Building Bots with Botkit
Explore what’s involved in building bots with Botkit, a Node-based chatbot development framework that makes it easy to build bots for a variety of communication channels. Part of the Microsoft Bot Framework, Botkit works with Microsoft LUIS AI or any natural language processing (NLP) engine you choose to integrate.
July 23, 2019
For anyone curious about the origins of the Botkit framework, look no further than Slack. Botkit first launched in 2015 for the express purpose of helping developers build sophisticated Slack chatbots.
Although Botkit remains a popular framework for developers building productivity and work-centric bots for the Slack platform, much has changed. Today, developers can—and do—use Botkit to build chatbots for multiple communication channels. And, since Botkit was acquired by Microsoft in 2018, the framework has experienced changes intended to (hopefully) improve the bot-building experience for everyone.
What is the Botkit framework?
Botkit is an open source chatbot framework powered by an active and enthusiastic community of developers. It’s also now powered by Microsoft.
Not long after the Microsoft acquisition of XOXCO, the company behind Botkit, the framework billed itself as part of the Microsoft Bot Framework. Although some changes immediately impacted Botkit following the acquisition (we look those changes here), the full effects remain to be seen.
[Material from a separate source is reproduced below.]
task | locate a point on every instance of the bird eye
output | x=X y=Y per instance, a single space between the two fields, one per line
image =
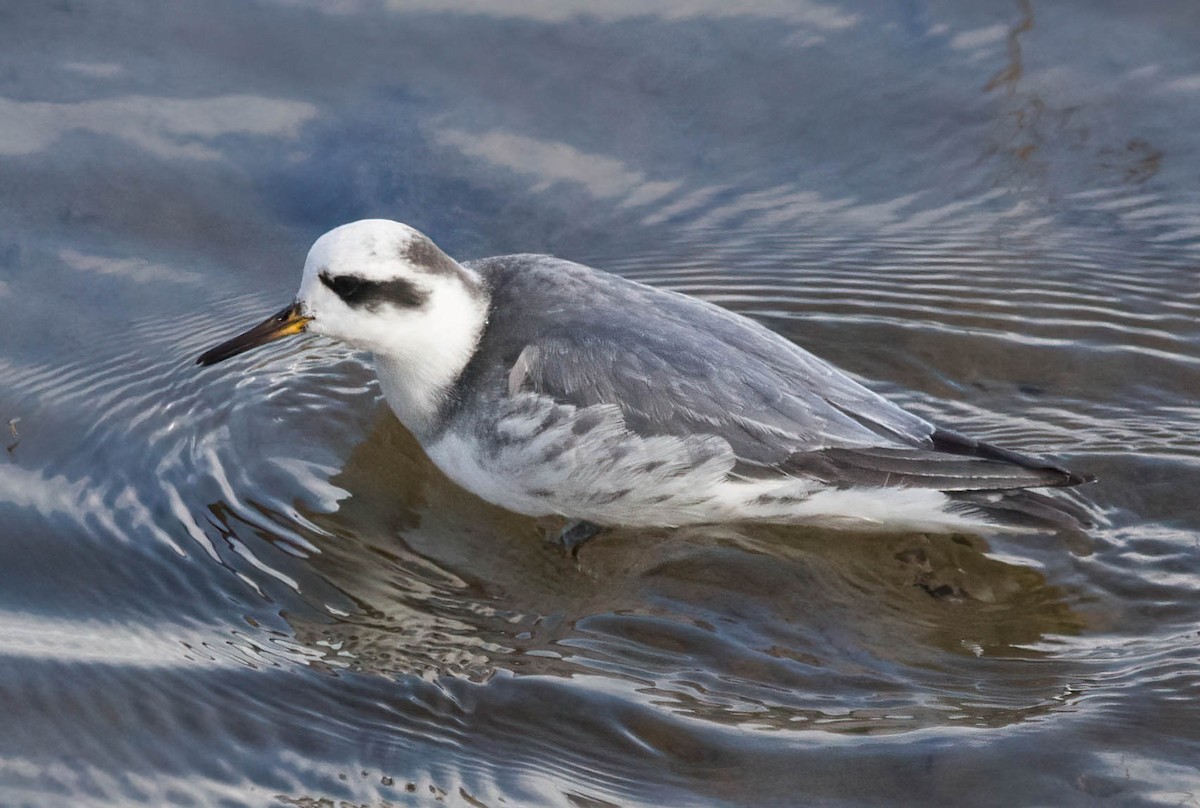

You might compare the Microsoft Botkit acquisition with the Facebook acquisition of Wit.ai. In both cases, a tech giant purchased an open source chatbot development framework. The difference, however, lies in each framework’s capabilities. Wit.ai, like many chatbot frameworks, includes a natural language processing (NLP) component, but Botkit doesn’t. With Botkit, you have the option to integrate the NLP service of your choice.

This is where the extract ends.